2“Adam Raised a Cain” being the obvious exception to this rule, but even here, Bruce’s screaming evocation of emotional chaos serves a distinct purpose in the song’s narrative.
3Bruce didn’t get around to reading John Steinbeck’s original 1939 novel until he met the author’s widow many years later.
4Seguso admits that he was also drinking more than usual that winter, and thus landing in some regrettable situations, none of which helped his case around Holmdel.
5Which Bruce had written thinking he might pitch the song to his boyhood hero as a possible new single.
6Coaching mixer Chuck Plotkin on how the song should sound, Bruce described a movie scene showing two young lovers sharing a picnic in a sunlit park. The sun would be shining, the grass would be emerald, the ducks paddled across the pond before them. Then the camera would zoom out to reveal, just behind them, a human corpse lying in the bushes behind them. Aiieee! “This song,” Bruce told Plotkin, “is the dead body.”
Chapter 16
1Following a monthslong mixing session that again cycled through confidence, frustration, gloom, anguish, and then surrender, before a nearly panicked Landau called Los Angeles–based producer Chuck Plotkin and told him “The album won’t mix!” Sitting at the panel a day or two later, Plotkin queued up “Prove It All Night,” listened to Bruce chatter about how screwed up the song was, and how maybe only a new guitar solo could fix it, and then waved him aside. “Look, we’ll push some buttons and move some levers, and it’s not gonna be hard.” Two hours later Bruce and Landau were so happy wi
th what they heard that Plotkin became a pillar of a Springsteen-Landau-Plotkin-Toby Scott (Bruce’s chief engineer) team that remained more or less in place until 2001.
2The album went through a variety of alternate titles, including (jokingly) Viva Las Vegas, an idea that got started when Bruce led the band on a jammed version of the old Elvis tune and Landau imagined a cover illustration showing Bruce’s name on the old International Hotel’s marquee, with the rest of the Vegas strip reduced to a ghost town.
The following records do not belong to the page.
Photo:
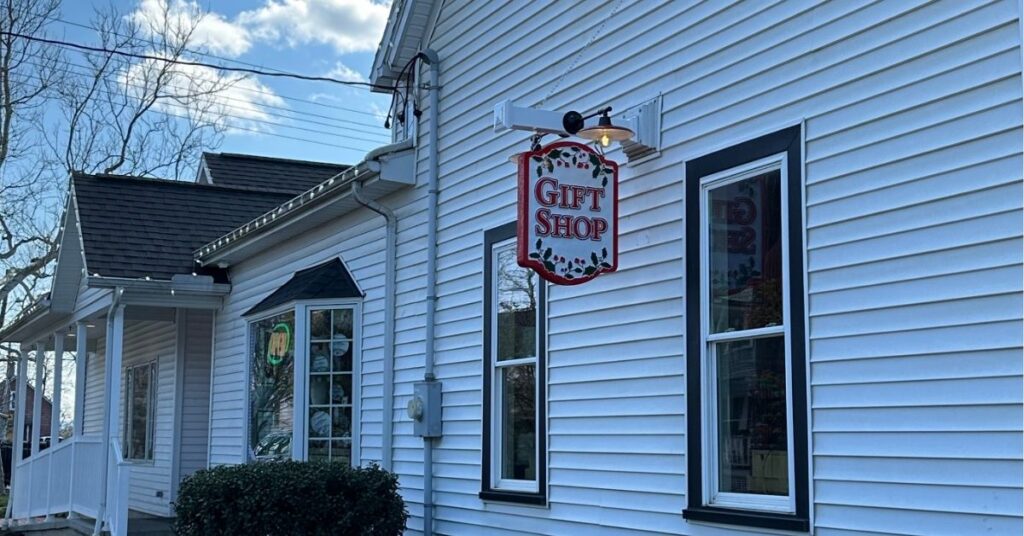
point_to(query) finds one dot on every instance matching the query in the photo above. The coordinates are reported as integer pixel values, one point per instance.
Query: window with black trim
(140, 399)
(514, 464)
(745, 358)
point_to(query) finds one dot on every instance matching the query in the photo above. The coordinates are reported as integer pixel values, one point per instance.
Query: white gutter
(108, 425)
(430, 56)
(390, 304)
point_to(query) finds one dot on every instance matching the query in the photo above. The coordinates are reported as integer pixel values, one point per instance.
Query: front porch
(139, 399)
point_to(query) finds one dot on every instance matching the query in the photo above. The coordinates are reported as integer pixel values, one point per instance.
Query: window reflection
(745, 253)
(271, 385)
(516, 308)
(753, 448)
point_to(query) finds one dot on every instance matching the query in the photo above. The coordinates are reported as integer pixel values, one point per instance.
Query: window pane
(320, 357)
(752, 422)
(745, 253)
(320, 389)
(516, 307)
(331, 394)
(271, 385)
(518, 422)
(343, 323)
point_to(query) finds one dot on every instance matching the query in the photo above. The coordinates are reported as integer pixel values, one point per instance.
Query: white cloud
(348, 26)
(212, 31)
(231, 100)
(343, 72)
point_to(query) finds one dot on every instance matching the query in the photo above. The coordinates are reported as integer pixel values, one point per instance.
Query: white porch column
(37, 402)
(81, 358)
(20, 407)
(112, 405)
(57, 380)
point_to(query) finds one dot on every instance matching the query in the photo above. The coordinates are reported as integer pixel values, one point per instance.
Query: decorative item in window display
(320, 357)
(320, 423)
(342, 355)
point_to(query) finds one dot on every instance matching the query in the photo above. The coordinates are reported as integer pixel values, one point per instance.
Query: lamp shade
(605, 132)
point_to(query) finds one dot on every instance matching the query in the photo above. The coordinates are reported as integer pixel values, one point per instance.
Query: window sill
(761, 520)
(517, 497)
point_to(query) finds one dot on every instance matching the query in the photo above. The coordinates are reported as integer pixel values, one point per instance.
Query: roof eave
(384, 170)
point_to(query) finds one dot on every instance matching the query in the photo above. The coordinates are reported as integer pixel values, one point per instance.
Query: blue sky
(313, 37)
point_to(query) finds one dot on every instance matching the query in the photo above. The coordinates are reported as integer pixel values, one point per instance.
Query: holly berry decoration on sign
(568, 213)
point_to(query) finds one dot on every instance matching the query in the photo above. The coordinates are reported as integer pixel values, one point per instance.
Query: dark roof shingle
(330, 280)
(137, 228)
(267, 174)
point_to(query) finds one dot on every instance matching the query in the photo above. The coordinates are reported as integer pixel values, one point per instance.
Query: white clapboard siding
(195, 405)
(912, 125)
(913, 156)
(358, 240)
(153, 341)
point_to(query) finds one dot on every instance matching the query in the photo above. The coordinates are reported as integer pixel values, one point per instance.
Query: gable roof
(146, 228)
(280, 175)
(330, 280)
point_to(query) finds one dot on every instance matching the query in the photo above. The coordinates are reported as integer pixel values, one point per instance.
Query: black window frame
(491, 238)
(786, 140)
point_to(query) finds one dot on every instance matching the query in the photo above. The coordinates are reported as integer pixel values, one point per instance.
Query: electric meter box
(427, 398)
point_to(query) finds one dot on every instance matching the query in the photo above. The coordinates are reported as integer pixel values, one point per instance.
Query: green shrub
(290, 498)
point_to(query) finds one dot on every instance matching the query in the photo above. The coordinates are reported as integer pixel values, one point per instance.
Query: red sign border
(523, 220)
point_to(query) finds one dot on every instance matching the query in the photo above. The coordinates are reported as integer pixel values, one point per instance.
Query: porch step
(143, 526)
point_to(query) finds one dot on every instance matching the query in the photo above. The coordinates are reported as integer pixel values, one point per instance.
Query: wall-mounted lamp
(604, 132)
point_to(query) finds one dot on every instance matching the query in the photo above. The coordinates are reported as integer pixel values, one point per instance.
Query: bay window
(745, 359)
(514, 465)
(304, 368)
(140, 401)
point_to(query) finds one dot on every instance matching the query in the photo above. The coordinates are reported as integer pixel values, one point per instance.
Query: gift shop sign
(568, 213)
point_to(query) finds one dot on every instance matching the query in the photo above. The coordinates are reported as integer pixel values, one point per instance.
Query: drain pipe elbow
(390, 305)
(431, 58)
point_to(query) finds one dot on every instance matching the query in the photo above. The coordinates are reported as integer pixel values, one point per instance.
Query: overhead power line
(296, 76)
(169, 100)
(83, 70)
(284, 96)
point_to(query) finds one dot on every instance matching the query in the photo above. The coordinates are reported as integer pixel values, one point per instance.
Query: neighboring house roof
(330, 280)
(265, 174)
(144, 228)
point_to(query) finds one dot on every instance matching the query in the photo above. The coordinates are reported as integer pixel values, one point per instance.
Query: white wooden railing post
(81, 357)
(112, 399)
(54, 418)
(17, 450)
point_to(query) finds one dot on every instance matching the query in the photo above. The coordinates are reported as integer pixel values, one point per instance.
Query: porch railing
(64, 478)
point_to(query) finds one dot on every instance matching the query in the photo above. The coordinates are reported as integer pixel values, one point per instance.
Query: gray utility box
(425, 409)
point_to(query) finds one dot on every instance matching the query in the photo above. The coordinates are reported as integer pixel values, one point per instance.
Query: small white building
(815, 325)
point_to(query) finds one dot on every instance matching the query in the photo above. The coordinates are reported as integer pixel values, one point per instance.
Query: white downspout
(390, 269)
(108, 404)
(430, 56)
(18, 447)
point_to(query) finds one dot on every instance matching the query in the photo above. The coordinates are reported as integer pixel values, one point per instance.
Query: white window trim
(151, 427)
(709, 404)
(498, 483)
(299, 435)
(300, 397)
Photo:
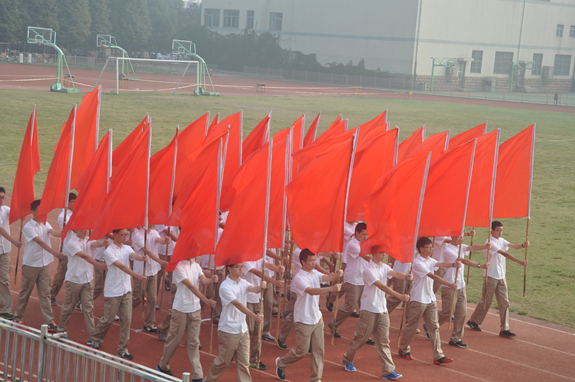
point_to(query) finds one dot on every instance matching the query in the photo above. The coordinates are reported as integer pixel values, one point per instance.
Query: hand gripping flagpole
(261, 310)
(338, 261)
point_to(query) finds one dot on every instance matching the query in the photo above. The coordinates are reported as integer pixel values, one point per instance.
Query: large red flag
(480, 204)
(317, 198)
(28, 166)
(515, 176)
(393, 209)
(411, 143)
(201, 213)
(312, 132)
(468, 135)
(373, 159)
(92, 196)
(57, 184)
(245, 234)
(446, 193)
(126, 202)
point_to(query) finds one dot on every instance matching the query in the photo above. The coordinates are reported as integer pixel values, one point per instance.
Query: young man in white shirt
(422, 301)
(234, 339)
(451, 253)
(186, 316)
(307, 316)
(38, 254)
(5, 248)
(373, 317)
(496, 283)
(58, 280)
(352, 278)
(153, 266)
(118, 292)
(79, 277)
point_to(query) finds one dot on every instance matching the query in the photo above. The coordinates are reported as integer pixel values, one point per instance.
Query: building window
(562, 65)
(477, 56)
(503, 62)
(212, 18)
(275, 21)
(250, 20)
(231, 18)
(537, 62)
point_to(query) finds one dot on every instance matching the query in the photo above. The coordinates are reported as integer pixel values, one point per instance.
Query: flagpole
(413, 249)
(338, 261)
(261, 310)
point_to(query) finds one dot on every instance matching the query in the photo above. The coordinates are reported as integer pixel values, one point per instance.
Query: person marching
(422, 301)
(79, 275)
(38, 254)
(495, 281)
(309, 325)
(373, 317)
(118, 292)
(186, 316)
(233, 336)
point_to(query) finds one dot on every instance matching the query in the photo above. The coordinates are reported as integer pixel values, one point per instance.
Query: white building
(481, 39)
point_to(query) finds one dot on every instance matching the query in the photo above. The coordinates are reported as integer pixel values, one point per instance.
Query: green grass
(551, 272)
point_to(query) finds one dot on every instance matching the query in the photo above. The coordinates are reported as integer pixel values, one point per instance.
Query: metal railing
(28, 354)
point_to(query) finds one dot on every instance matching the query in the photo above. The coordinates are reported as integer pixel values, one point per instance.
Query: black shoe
(474, 326)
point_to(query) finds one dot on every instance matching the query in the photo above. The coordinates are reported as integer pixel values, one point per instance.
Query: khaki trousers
(288, 318)
(499, 289)
(5, 296)
(188, 324)
(429, 314)
(460, 311)
(352, 298)
(231, 345)
(75, 293)
(39, 276)
(304, 334)
(123, 307)
(59, 277)
(151, 297)
(378, 324)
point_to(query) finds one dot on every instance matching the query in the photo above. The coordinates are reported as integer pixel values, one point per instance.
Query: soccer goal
(161, 76)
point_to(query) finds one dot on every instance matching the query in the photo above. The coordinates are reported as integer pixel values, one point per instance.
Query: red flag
(245, 234)
(480, 204)
(257, 138)
(57, 184)
(446, 193)
(162, 178)
(515, 176)
(91, 199)
(411, 143)
(317, 198)
(198, 231)
(312, 132)
(373, 158)
(126, 202)
(393, 209)
(437, 144)
(468, 135)
(28, 166)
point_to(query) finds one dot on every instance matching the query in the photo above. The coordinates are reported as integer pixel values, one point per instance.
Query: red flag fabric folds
(393, 209)
(514, 176)
(28, 166)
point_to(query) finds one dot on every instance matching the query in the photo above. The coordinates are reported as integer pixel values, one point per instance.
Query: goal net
(125, 75)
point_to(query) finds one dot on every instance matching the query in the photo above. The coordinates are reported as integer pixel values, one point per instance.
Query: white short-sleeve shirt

A more serious option, Badlands, bit the dust when former Asbury musician Billy Chinnock (by then relocated in Maine) turned up with an album and single called Badlands too. Knowing that Chinnock was close to Garry Tallent, Bruce blamed his bass player for tipping the name to the other musician. Tallent swears he did no such thing. “I said, ‘Maybe he saw the same Martin Sheen movie you did!’” Tallent says. Bruce didn’t, and apparently still doesn’t, buy it. Tallent: “He says, ‘Say what you will, but I know that you did it.’ And I say, ‘Believe what you want, but I still didn’t do it.’”
3“It was perfectly obvious that I was granted a great deal of access,” Marsh writes. “It was, or should be, perfectly obvious that any writer given that access is a ‘friend’ of the person being written about, or perceived as one.” Still, in later books and articles, Marsh was careful to acknowledge his connections to Bruce and company.